“It’s been a pretty interesting journey,” says Hoppé, which is perhaps a bit of an understatement when it comes to describing Sun International’s multi-million Rand integrated resort development in the Menlyn Maine node, comprising a casino complex, 14 restaurants, a corporate hotel and an entertainment venue that can accommodate 8,500 people.
For now, let’s talk about that hotel, as that is, largely, the business travel focus of the property, sandwiched between the casino complex and the impressive Sun Arena.
Well, for starters, the hotel is not graded, but that’s only because South Africa’s Grading Council doesn’t have the means to grade the property, largely due to the fact that it has a ‘three-tier’ offering, servicing the mid-market and five-star spaces, with something in between.
That’s Foundation (three-star), Median and Zenith, meaning you have a hotel with three different offerings and price points under one roof, but, according to Hoppé, “with five-star services throughout”.
Despite this, hotel occupancy has lagged behind the success of the Sun Arena and the hotel’s conference business, mainly due to South Africa’s sluggish growth and The Maslow Time Square playing catch-up in the corporate contracting cycle. According to Hoppé, current occupancy is around 60%, but he’s confident it will “settle down around 75%-78%”.
“The corporate sector is pretty depressed right now, so that sector has been slower to pull away than we anticipated, but we’ve had an enormously positive response from the groups and events sector,” says Hoppé, who concedes that in hindsight the property could have done with additional conference facilities in the 150-400 delegate space.
Besides that, Hoppé thinks they’ve got things right with the hotel, largely by focusing on the basics of what makes for an enjoyable corporate stay.
“As a business traveller, I want fast wi-fi, a good gym, a valet service for my suit, and a quality sleep,” he says. “It’s these types of things that one needs to look at and identify your customer, first and foremost, and then supply a value proposition.”
Throw in good service and, according to Hoppé, you have the full package – this is an issue he’s passionate about, suggesting that regardless of the lightning-quick technological advancement taking place across the travel industry and whatever the future might hold for the hotel space, the need for quality service – and a decent food and beverage offering – will always remain.
And he thinks it’s easy to get it right.
“Customer service is not rocket science,” says Hoppé. “Put yourselves in the customer’s shoes, just look at their needs and desires, and you’ll understand it.”
The other two issues Hoppé is passionate about are transformation and sustainability.
Whilst the latter sees Time Square looking all the way down the supply chain, including at their suppliers in the food and beverage space, and the methods they are using, it’s the former that Hoppé is most proud about, in terms of what Sun International and the property itself have put in place.
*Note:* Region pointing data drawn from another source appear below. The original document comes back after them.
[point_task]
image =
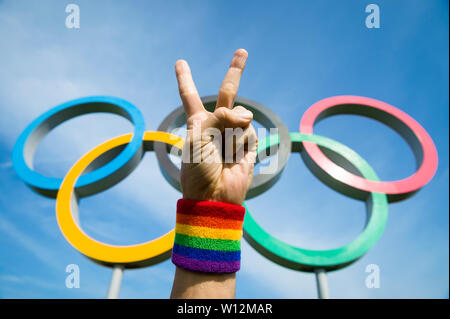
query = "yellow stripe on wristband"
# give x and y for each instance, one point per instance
(206, 232)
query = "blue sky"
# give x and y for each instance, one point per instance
(299, 52)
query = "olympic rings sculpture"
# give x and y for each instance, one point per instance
(110, 162)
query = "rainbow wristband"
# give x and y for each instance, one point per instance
(208, 236)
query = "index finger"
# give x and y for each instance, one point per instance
(230, 84)
(188, 92)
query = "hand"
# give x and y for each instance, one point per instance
(207, 173)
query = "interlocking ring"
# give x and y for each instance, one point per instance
(307, 260)
(131, 256)
(414, 134)
(115, 159)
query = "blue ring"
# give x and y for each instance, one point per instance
(91, 182)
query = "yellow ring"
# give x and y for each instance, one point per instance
(131, 255)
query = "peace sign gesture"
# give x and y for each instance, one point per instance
(220, 149)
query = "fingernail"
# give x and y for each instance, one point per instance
(245, 114)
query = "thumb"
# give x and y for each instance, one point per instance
(231, 118)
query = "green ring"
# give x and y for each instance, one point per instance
(308, 260)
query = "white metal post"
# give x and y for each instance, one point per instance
(116, 280)
(322, 283)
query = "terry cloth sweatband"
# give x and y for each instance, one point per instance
(208, 236)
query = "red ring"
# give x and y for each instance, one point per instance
(410, 184)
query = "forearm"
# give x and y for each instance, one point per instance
(196, 285)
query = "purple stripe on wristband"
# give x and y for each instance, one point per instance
(205, 265)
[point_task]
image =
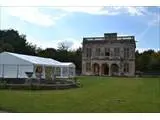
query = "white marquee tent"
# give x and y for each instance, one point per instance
(14, 65)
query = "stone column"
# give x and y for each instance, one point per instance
(100, 67)
(109, 65)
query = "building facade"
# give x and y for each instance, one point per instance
(110, 55)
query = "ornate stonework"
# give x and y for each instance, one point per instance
(109, 55)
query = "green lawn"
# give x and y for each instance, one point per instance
(98, 94)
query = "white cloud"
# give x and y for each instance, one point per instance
(72, 43)
(145, 49)
(155, 21)
(33, 15)
(101, 10)
(80, 3)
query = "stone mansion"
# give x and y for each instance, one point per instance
(110, 55)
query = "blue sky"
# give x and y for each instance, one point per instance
(47, 26)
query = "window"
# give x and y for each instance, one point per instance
(98, 50)
(58, 71)
(107, 52)
(126, 52)
(116, 52)
(126, 67)
(88, 52)
(88, 67)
“We have created an environment that allows for smaller members to enter the marketplace, from a supplier point of view, and skills transfer is very important,” says Hoppé.
To the extent that The Maslow Time Square’s entire housekeeping department is an enterprise development initiative outsourced to a black woman-owned entity that delivers all in-room cleaning. This business, traditionally, would have gone to one of the industry’s big players, but according to Hoppé, that’s just the first step.
“It requires a lot of input and effort, but that’s the commitment to transformation,” he says. “If we’re going to truly drive transformation in this country, it’s not going to happen organically by itself. You need to take on the role and management need to buy in.”
Besides the Time Square property itself, Hoppé has high hopes for Menlyn Maine as an emerging ‘node’, with corporates such as King Price Insurance, Nedbank and Sage all already with a presence in the area, and with two more office blocks and a residential development in the works, along with a hospital being built.
“As this node settles down, we believe this will become the Sandton of Tshwane”, he says.